No hay otro modo que festejar un libro que nos recuerda como analistas que la clínica no se reduce a la experiencia sino que reflexiona, y tensiona sus propios conceptos en cada discurso que escuchamos. Ahí tienen el legado lacaniano. Pero ese movimiento de formalización de la experiencia analítica tiene un recorrido. Luciano Luterau en su libro deconstruye para nosotros el interés ético sobre la estética barroca, en tanto que ese estilo es un método de lectura.

Aquello que importa –tergiversa, torsiona y transforma- Lacan del Barroco, permitió situar las dimensiones de lo que se jacta ser su único invento, a saber, el objeto a. La lectura nos sugiere que tal vez la revolución matemática de la teoría de conjuntos haya sido aventajada por el gesto del artista barroco. Esa salida del exterior referencial que dibuja el barroco, es la manera acabada de decir que no hay metalenguaje y aún más, que no hay Otro del Otro.
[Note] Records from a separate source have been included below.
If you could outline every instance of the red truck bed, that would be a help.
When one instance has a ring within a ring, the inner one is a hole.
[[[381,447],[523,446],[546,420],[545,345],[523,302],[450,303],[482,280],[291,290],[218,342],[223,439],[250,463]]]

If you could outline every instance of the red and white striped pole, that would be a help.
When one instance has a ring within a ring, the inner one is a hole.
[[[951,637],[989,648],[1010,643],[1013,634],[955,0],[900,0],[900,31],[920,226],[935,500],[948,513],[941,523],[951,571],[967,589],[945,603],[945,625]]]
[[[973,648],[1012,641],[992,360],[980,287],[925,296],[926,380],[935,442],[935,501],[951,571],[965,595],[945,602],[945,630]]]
La operación crítica de Luterau nos muestra ese “salto” –que es un acto- en la enseñanza de Lacan cuando nos abre a las coordenadas clínicas de lo real como lo inconmensurable, dónde el borde nos lleva a un interior en el interior, o a un exterior en el exterior. El pliegue barroco es el método, es decir: el camino. ¿El camino a dónde? A esas trampas-para-ojos, esos artefactos, que llamamos cuadros, y que nos “enseñan” a indagar el alma humana.
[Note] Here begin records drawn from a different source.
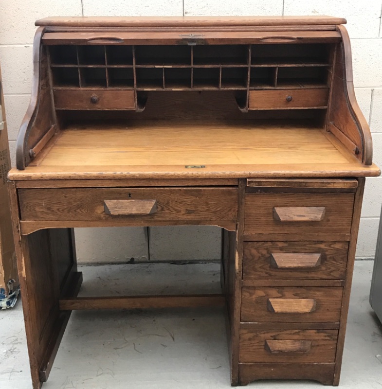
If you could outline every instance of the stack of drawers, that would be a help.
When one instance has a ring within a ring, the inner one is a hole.
[[[242,385],[272,378],[333,384],[357,186],[355,179],[247,180]]]

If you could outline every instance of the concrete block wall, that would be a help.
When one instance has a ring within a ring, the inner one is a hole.
[[[9,145],[16,139],[31,89],[32,44],[36,19],[68,16],[330,15],[346,18],[351,40],[357,98],[370,125],[374,161],[382,166],[382,0],[18,0],[0,2],[0,62]],[[368,178],[356,256],[374,255],[382,203],[382,177]],[[215,227],[81,229],[79,261],[218,259],[220,231]]]

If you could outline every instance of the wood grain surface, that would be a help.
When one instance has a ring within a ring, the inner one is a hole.
[[[291,89],[276,90],[250,90],[250,109],[291,109],[325,107],[329,89]],[[291,98],[290,101],[287,100]]]
[[[354,200],[354,194],[350,193],[247,194],[244,233],[349,233]],[[324,208],[325,215],[320,221],[288,222],[275,220],[273,217],[275,208],[297,209],[301,207]]]
[[[74,125],[63,131],[38,166],[13,169],[9,177],[237,178],[350,174],[375,176],[379,169],[363,166],[321,130],[301,123],[137,121]]]
[[[300,323],[338,321],[342,290],[341,287],[245,286],[242,289],[241,321]],[[285,302],[288,306],[292,299],[314,299],[315,308],[312,312],[302,313],[271,312],[268,309],[270,299],[273,299],[273,301],[277,299],[279,304],[286,299]]]
[[[256,380],[314,380],[333,384],[334,363],[240,363],[239,382],[246,385]]]
[[[348,247],[347,242],[246,242],[243,279],[343,280]],[[313,262],[304,262],[301,258],[309,254],[314,255],[314,266]],[[317,254],[320,256],[318,264]],[[278,258],[286,255],[292,265],[280,266]]]
[[[337,330],[256,331],[241,329],[241,362],[332,363]]]
[[[39,19],[36,26],[129,27],[164,26],[177,27],[204,25],[232,27],[235,26],[282,26],[342,24],[346,19],[330,16],[255,16],[248,17],[53,17]]]
[[[113,219],[105,212],[105,200],[128,199],[157,201],[156,213],[125,216],[139,225],[152,220],[237,217],[237,190],[234,188],[26,189],[19,189],[18,196],[23,220],[92,220],[102,225]]]

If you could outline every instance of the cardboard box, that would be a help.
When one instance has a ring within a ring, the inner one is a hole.
[[[0,70],[0,87],[2,85]],[[2,88],[0,92],[0,309],[13,307],[19,292],[7,188],[11,168]]]

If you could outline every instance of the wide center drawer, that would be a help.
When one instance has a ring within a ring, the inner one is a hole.
[[[336,322],[340,321],[341,287],[245,286],[241,321]]]
[[[248,193],[244,233],[346,233],[350,231],[352,193]]]
[[[236,188],[20,189],[22,220],[229,221]]]

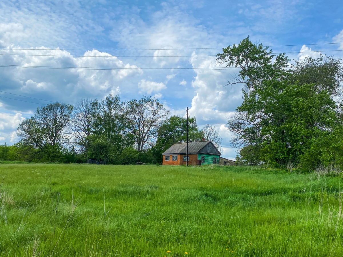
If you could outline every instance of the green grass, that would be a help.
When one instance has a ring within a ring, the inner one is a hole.
[[[0,178],[1,256],[343,256],[339,176],[8,163]]]

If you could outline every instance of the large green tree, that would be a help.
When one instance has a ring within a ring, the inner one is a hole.
[[[164,120],[157,131],[157,140],[151,150],[156,162],[162,163],[162,153],[174,144],[185,143],[187,140],[186,119],[179,116],[173,116]],[[199,129],[195,117],[188,118],[188,140],[201,140],[203,132]]]
[[[22,149],[28,151],[38,160],[64,161],[63,152],[69,144],[66,128],[73,106],[55,102],[37,108],[34,115],[26,119],[18,126],[17,134],[21,139]]]
[[[290,65],[284,54],[249,37],[223,50],[218,61],[241,68],[229,84],[245,85],[243,102],[228,122],[233,144],[243,148],[241,160],[246,154],[247,163],[310,169],[340,161],[340,60],[307,58]]]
Es el analista concernido en la estética, es lo que “abre” el Barroco: la participación del sujeto en el cuadro. El libro expone no sólo la secuencia de la argumentación lacaniana sino que invita una y otra vez a “ver” lo que se muestra, y advertir la mirada que se hurta. Siguiendo a Luterau, la imagen barroca como símbolo, esa imagen vuelta laberinto, nos mete en la vía tanto del desciframiento singular -recorrido que permitió a Lacan poner en jaque algunas nociones (sujeto de la representación, moi, y toda idea de percipiens unificado)- como también de pensar el esfuerzo de formalización de la experiencia del sujeto del inconsciente en cuanto tal.